This post presents the requirements for C# classes that manage the manifest and the spine - both of which are elements in an epub package. The manifest identifies all of the files that are part of a publication while the spine specifies the linear reading order of its content documents.

A reading system needs only to read and parse these elements; it doesn't modify them in any way, with one exception. However, an online wysiwyg epub editor needs the ability to insert, remove, and rearrange files in both the manifest and the spine.

Manifest Items
The <manifest> element of an epub <package> contains <item> elements, one item for each file that is referenced from anywhere in the publication. A manifest item has the attributes shown in Table 1.

Attribute NameAttribute Description
idMandatory, unique identifier of the file within the manifest.
hrefMandatory, URI of the file for this item.
media-typeMandatory, MIME media-type for this item.
fallbackid of the manifest item to which a reading system should fall back if it is unable to process the namespace of the current item.
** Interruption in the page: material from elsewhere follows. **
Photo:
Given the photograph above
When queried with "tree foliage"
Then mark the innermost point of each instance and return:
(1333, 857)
Mandatory when the current document is an Out-Of-Line XML Island.
fallback-styleid of the manifest item which holds a CSS stylesheet using which the contents of the current item may be rendered.
required-namespaceWhen the current document is an Out-Of-Line XML Island, this attribute must be present and it should be set to the namespace of the document.
required-modulesA comma-separated list of Extended Modules, which might belong to XHTML or to the namespace of an Out-Of-Line XML Island. This list of modules helps the reading system decide whether it has the capabilities to process the current item.
Table 1. manifest item attributes

In the context of a C# class designed to read and write manifest items, these attributes are simply strings to be accessed through the methods and properties of the class.

Attribute Handling Methods
Extracting the attributes of an XML node is a common activity in epub code. The most succinct code to access an attribute value is:
XmlNode targetAttribute = node.Attributes.GetNamedItem(attributeName);
However, many attributes are optional, and the variable targetAttribute will be set to null if the attribute is not present. Therefore, I prefer to wrap this statement up with some defensive programming which checks for a missing attribute and also distinguishes the case where the attribute is present but is set to an empty string. I use an overloaded TryGetAttribute method which offers a few ways of handling these situations. One example of the method is shown below.
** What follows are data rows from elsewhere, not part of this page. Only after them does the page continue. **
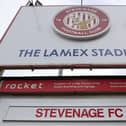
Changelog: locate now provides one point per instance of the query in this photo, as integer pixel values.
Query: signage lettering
(67, 113)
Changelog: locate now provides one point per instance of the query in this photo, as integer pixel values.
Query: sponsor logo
(81, 22)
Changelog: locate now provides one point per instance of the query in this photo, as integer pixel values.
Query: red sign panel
(64, 85)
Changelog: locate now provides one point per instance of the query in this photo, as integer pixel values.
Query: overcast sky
(8, 9)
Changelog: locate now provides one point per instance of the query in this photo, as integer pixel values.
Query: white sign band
(66, 113)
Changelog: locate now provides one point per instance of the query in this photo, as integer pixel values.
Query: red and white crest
(81, 22)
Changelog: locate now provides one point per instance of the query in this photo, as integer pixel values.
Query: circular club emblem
(81, 22)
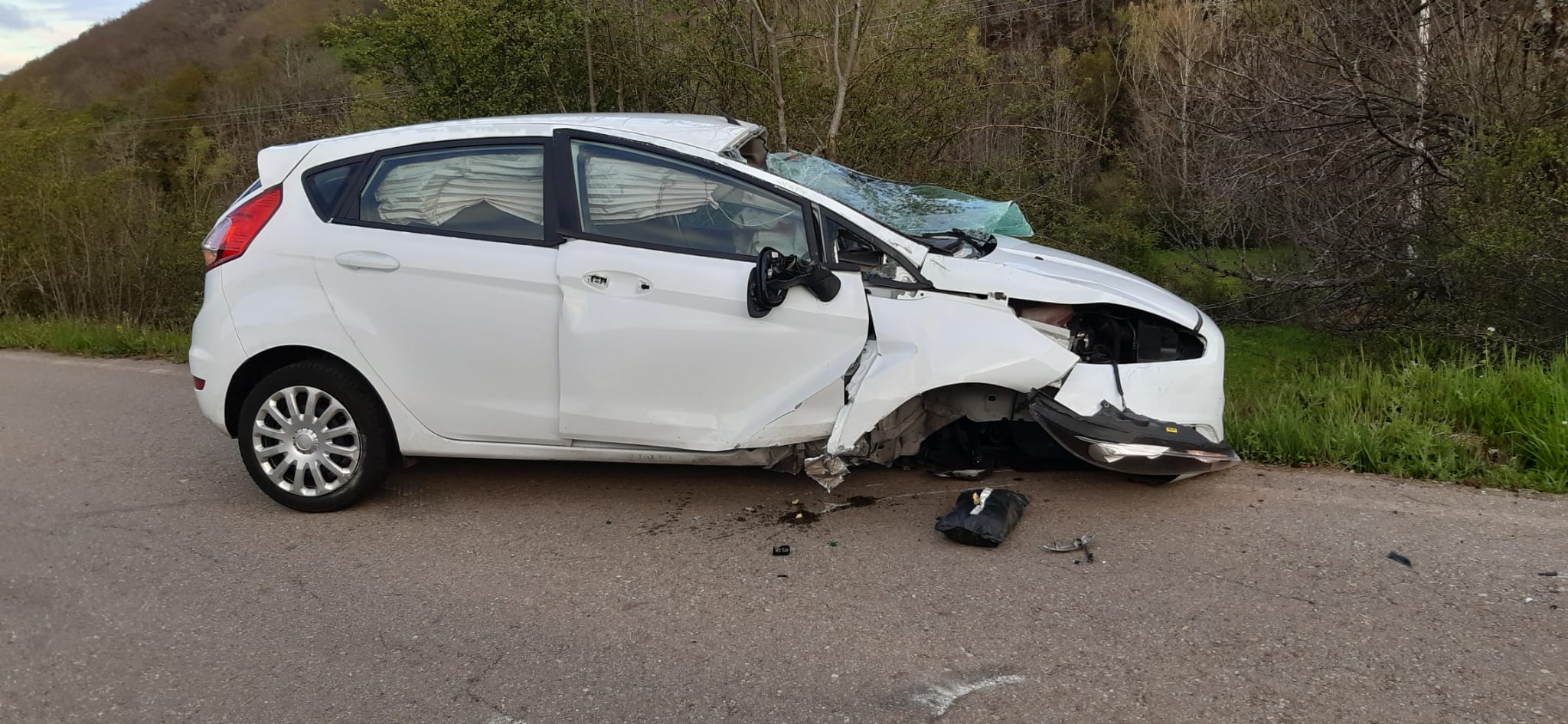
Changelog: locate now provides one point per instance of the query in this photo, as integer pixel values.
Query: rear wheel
(314, 437)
public static bool TryGetAttribute(XmlNode node
   ,string attributeName
   ,out string attributeValue) {

  // initialise the results
  bool result = false;
  attributeValue = string.Empty;

  // try to get the named attribute
  XmlNode targetAttribute = node.Attributes.GetNamedItem(attributeName);

  // if the attribute was found
  if (targetAttribute != null) {
    // extract the value and set the result to true
    attributeValue = targetAttribute.InnerText;
    result = true;
  }
return result;
}//TryGetAttribute

The converse of reading a potentially missing attribute occurs when we want to set the value of an attribute that may or may not be present in the target XmlNode. Again, this happens often enough to make it worth creating a method to handle it. I call this SetOrAddAttribute and a listing is shown below.


public static void SetOrAddAttribute(XmlNode node,
   string attributeName, string attributeValue){
  // try to get the attribute
  XmlAttribute targetAttribute = TryGetAttribute(node, attributeName);
  // if the attribute is not present in the given node
  if (targetAttribute == null){
    // create and add an empty attribute
    targetAttribute = node.OwnerDocument.CreateAttribute(attributeName);
    node.Attributes.Append(targetAttribute);
  }
// set the attribute value
  targetAttribute.InnerText = attributeValue;
}

The manifestitem class
With attribute handling in place, it's straightforward to create a manifestitem class in C#. The constructor is given a reference to an XmlNode which it stores in a private variable:


private XmlNode _node;

public manifestitem(XmlNode node){
  _node = node;
}

Each attribute of the manifest item is then provided with a property which can be used to get and set the attribute value. For example, look at the following snippet which handles the href attribute


public string href {
  get {
    string _href;
    utilities.TryGetAttribute(_node,"href", out _href);
    return _href;
  }
  set {
    utilities.SetOrAddAttribute(_node, "href", value);
  }
}

The get method returns the attribute value, if it is present, or an empty string. The set method replaces the value of any existing href attribute or adds an href attribute with the given value if the attribute is not present in the item node.

This pattern is repeated for each attribute.

The manifest class
A C# class to handle an epub's manifest is concerned with the manifest's <item> elements. It needs to find them, add them, and remove them. To that end the methods in Table 2. make up the manifest class which is part of the project to develop an online wysiwyg epub editor.

MethodDescription
manifest(XmlDocument package)Constructor which receives the epub package as an XmlDocument.
ManifestNode()A method which returns the <manifest> as an XmlNode.
ManifestItems()Method returning the manifest item elements as an XmlNodeList.
Add(manifestitem item)Method to add the given instance of a manifestitem to the manifest.
Add(string id, string href, string media_type)Method to add an item to the manifest, assigning it the given mandatory values for id, href, and media-type.
Remove(string id, string packagePath)Remove the item with the given id from the manifest. Also, delete the file from the file system using the physical path in the packagePath argument.
GetManifestItemById(string id)Return the item element with the given id as a manifestitem instance.
CreateManifestItem()Create a new manifestitem instance which can be adorned with attribute values and inserted in the manifest using the Add method.
Table 2. properties and methods of the manifest class

Note that the node order in the manifest is not important, unlike in the spine. Therefore, the Add methods simply append new items at the end of the manifest.

Spine
In some ways the <spine> is easier to handle than the <manifest>; there are fewer attributes to work with; but it does have a few complications. Firstly, the <spine> element includes the toc attribute which holds the id of the manifest item that holds the NCX document for the publication. That attribute has to be accessible so the reading software can find and open the NCX.

Secondly, the spine provides the reading system with the linear reading order of the content documents. Therefore, the order of the nodes in the spine is important.

Spine nodes are called <itemref> because they refer to items in the manifest; the idref attribute of each itemref element is the id of a manifest <item>. Each item id must only appear once in the spine.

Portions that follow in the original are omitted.